La procura militare di Roma ha notificato a tre ex caporali della «Folgore» l’avviso di conclusione indagini con l’ipotesi di reato di «violenza ad inferiore mediante omicidio pluriaggravato, in concorso». L’inchiesta è quella relativa alla morte di Lele, Scieri, 26 anni, il siracusano, laureato in Giurisprudenza e parà in servizio di leva nella caserma «Gamerra» di Pisa. A 21 anni di distanza si riapre lo scenario giudiziario che non prospetta più il suicidio, come per anni in tanti dentro e fuori le Forze armate avevano sostenuto, ma un grave atto di nonnismo finito in tragedia. «Sono anni che aspettiamo questi momenti. E’ una notizia che ci rincuora e ci dà fiducia nella giustizia. Si può partire da questo punto, ma siamo solo all’inizio. Ci auguriamo adesso che chi sta procedendo lo faccia con la stessa determinazione fino alla fine», ha detto dalla sua casa di Siracusa Isabella Guarino, la mamma di Lele, che con il marito ormai defunto e l’altro figlio ha atteso per tutti questi lunghi anni che la verità venisse fuori.
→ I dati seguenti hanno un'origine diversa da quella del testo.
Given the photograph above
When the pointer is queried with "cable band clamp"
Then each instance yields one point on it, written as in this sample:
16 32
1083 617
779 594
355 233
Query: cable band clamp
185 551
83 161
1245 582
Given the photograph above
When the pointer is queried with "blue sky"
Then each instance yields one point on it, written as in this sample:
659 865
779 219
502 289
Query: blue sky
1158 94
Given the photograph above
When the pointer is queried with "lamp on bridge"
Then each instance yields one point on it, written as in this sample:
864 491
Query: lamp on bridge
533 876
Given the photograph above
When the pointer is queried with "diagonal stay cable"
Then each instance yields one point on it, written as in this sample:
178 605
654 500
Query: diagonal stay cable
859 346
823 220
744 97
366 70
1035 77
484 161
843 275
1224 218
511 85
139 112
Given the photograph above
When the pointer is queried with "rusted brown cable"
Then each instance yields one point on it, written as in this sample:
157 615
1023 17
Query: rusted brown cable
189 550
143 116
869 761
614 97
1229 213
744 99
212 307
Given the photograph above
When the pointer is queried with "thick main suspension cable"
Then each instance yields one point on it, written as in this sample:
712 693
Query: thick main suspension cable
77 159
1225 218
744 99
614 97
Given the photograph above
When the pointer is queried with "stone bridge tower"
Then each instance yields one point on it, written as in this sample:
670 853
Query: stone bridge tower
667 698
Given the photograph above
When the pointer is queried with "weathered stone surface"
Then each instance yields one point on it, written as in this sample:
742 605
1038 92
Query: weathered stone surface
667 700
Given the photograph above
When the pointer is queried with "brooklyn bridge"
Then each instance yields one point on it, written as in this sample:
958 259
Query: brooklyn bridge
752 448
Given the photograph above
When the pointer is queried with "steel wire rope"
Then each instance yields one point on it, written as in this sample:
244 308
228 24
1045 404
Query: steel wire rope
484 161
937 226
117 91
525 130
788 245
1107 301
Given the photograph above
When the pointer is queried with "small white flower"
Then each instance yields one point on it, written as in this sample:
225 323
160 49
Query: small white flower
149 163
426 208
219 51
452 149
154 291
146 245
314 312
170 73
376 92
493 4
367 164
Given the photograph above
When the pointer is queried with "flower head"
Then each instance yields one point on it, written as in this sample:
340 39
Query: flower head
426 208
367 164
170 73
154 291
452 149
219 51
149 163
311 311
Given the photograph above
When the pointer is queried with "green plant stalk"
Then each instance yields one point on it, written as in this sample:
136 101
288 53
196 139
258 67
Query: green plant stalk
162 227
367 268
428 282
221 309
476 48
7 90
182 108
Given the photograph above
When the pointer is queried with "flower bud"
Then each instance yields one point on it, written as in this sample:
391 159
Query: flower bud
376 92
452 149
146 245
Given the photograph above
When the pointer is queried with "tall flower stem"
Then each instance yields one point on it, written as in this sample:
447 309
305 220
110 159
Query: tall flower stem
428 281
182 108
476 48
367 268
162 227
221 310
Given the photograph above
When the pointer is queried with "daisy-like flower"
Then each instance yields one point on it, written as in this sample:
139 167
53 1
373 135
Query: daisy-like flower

Finiti sott’inchiesta sono tre ex caporali che tra le 22,30 e le 23,45 del 13 agosto 1999 la recluta incontrò in caserma. Sono Andrea Antico, 41 anni, originario di Casarano (Lecce) ed attualmente in servizio nel 7° Reggimento Aves (Aviazione dell’Esercito) di Rimini, unico dei tre a vestire ancora la divisa; Alessandro Panella, 41 anni, nato a Roma e residente a San Diego, in California, ma domiciliato a Cerveteri, l’unico dei tre finito ai domiciliari per il pericolo di fuga; Luigi Zabara, 43 anni, nato in Belgio, a Etterbeec, e residente a Castro dei Volsci (Frosinone).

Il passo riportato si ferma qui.